Denunciada en la Audiencia Nacional

Acuamed quiere readmitir a la acusada de desviar fondos pese a que el juez considera legal su despido

Francisco Baratech, presidente de Acuamed, previa consulta con el ministerio de Transición Ecológica que dirige Teresa Ribera, tiene intención de readmitir en la compañía pública a Azahara Peralta, una de las denunciantes de la supuesta corrupción de la ex cúpula de la compañía, pese a que la Justicia ha declarado no nulo su despido y ha sido acusada en la Audiencia Nacional del desvío de fondos de una obra de la que era responsable.

Acuamed Constitucional
Imagen de la sede de Acuamed, en Madrid.

Azahara Peralta, que era la directora de Obra de la descontaminación del embalse de Flix, en Tarragona, fue despedida a mediados de 2015 por no aceptar, según su versión, las presiones de sus superiores para favorecer a FCC, constructora encargada del desmantelamiento del embalse. Ella era la directora de esa obra.

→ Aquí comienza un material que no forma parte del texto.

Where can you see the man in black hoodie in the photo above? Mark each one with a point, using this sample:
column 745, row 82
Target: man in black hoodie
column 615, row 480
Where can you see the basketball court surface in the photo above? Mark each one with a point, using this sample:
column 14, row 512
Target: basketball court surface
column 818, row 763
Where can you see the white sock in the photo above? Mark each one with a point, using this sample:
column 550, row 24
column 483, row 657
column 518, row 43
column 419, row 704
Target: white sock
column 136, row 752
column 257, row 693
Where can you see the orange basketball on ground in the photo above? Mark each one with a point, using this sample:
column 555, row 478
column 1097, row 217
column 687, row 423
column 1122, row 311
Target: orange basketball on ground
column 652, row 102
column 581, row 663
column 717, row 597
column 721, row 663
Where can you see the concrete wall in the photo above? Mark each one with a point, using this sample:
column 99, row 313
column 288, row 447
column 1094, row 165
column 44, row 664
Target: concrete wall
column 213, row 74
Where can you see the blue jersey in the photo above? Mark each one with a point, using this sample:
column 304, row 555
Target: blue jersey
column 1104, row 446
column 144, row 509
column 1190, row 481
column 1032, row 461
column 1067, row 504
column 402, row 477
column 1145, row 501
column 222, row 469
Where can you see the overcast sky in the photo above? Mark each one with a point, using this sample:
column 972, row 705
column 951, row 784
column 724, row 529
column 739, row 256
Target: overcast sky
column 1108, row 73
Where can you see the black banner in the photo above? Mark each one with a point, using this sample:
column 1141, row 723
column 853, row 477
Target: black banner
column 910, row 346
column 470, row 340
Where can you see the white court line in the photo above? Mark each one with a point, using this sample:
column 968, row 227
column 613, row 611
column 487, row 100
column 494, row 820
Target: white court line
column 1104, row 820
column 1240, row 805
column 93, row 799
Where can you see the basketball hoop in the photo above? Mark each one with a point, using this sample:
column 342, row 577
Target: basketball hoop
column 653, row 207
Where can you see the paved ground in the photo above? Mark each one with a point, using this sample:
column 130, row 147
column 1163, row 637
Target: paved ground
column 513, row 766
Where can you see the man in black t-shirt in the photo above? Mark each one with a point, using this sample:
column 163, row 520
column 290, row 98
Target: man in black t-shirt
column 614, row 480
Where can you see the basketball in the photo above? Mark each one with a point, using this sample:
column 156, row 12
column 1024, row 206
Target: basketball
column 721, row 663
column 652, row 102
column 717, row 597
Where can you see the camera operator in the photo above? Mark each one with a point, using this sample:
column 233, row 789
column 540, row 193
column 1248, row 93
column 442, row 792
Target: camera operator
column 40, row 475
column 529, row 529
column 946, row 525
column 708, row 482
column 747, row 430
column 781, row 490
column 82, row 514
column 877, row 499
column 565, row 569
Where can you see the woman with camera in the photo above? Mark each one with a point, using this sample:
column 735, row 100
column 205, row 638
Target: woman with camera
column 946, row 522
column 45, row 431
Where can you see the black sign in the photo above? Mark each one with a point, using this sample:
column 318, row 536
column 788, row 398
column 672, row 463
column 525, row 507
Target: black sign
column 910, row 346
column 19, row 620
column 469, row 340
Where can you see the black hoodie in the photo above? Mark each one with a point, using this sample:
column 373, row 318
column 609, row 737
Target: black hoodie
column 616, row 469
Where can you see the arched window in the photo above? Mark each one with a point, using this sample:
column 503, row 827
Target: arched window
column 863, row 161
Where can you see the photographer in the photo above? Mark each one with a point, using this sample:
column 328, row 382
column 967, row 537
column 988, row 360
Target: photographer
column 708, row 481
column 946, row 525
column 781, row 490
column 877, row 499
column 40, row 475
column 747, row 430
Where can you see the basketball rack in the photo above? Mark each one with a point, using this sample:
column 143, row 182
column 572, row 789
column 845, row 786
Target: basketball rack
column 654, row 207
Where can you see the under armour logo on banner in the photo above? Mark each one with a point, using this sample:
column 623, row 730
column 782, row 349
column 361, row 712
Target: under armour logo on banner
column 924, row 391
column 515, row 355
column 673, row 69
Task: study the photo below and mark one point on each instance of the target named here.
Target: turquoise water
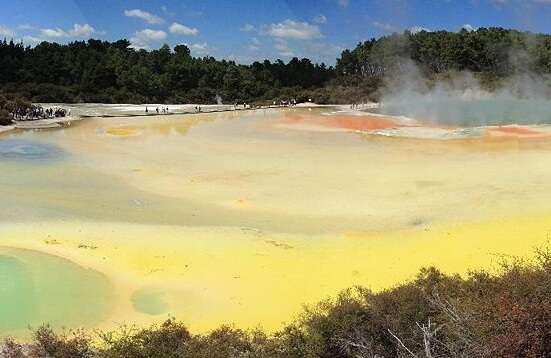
(466, 113)
(21, 149)
(36, 288)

Tras ser despedida denunció una supuesta corrupción de la ex cúpula de la firma que dio origen -junto a la denuncia de otros dos directivos- al llamado ‘caso Acuamed’ -supuestamente inflar los sobre costes de las obras a cambio de sobornos-. Peralta denunció su despido por improcedente y acusó a su superior, Gabriela Mañueco, de acoso laboral. En un primer momento, en diciembre de 2017, la Justicia dio la razón a Peralta y obligó a la empresa a readmitirla.

La compañía pública recurrió esa primera sentencia y el pasado viernes el TSJM declaró no nulo el despido pero sí improcedente. También niega que Peralta fuera acosada por su superior, Gabriela Mañueco. En consecuencia, la empresa tiene que indemnizar a Peralta pero no tiene obligación de readmitirla.

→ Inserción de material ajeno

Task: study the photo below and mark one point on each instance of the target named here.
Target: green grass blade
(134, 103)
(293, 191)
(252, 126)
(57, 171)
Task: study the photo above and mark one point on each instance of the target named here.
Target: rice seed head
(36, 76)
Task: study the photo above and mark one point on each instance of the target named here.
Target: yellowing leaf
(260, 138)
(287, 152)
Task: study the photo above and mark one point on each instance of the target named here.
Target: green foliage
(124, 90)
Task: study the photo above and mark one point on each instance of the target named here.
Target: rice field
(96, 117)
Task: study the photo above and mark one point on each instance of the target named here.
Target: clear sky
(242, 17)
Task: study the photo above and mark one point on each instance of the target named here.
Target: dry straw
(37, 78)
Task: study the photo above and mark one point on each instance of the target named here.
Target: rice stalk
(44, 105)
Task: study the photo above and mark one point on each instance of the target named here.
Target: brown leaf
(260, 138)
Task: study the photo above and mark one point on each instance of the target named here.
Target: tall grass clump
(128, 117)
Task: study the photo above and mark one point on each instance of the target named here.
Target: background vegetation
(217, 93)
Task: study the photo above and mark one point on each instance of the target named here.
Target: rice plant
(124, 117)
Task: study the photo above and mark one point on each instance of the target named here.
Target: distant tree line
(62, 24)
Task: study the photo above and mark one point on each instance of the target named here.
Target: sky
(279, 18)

Sin embargo, Francisco Baratech, que era director general de Acuamed cuando recurrió la primera sentencia y ahora es presidente, tiene intención de readmitirla en su puesto en la empresa pese a que no está obligado por la justicia. Baratech -en la imagen- sigue al frente de la compañía y lo único que ha cambiado entre diciembre de 2017 y marzo de 2019 es el color del Gobierno: ahora manda el PSOE, que utilizó este supuesto caso de corrupción en la oposición para desgastar al Gobierno de Mariano Rajoy.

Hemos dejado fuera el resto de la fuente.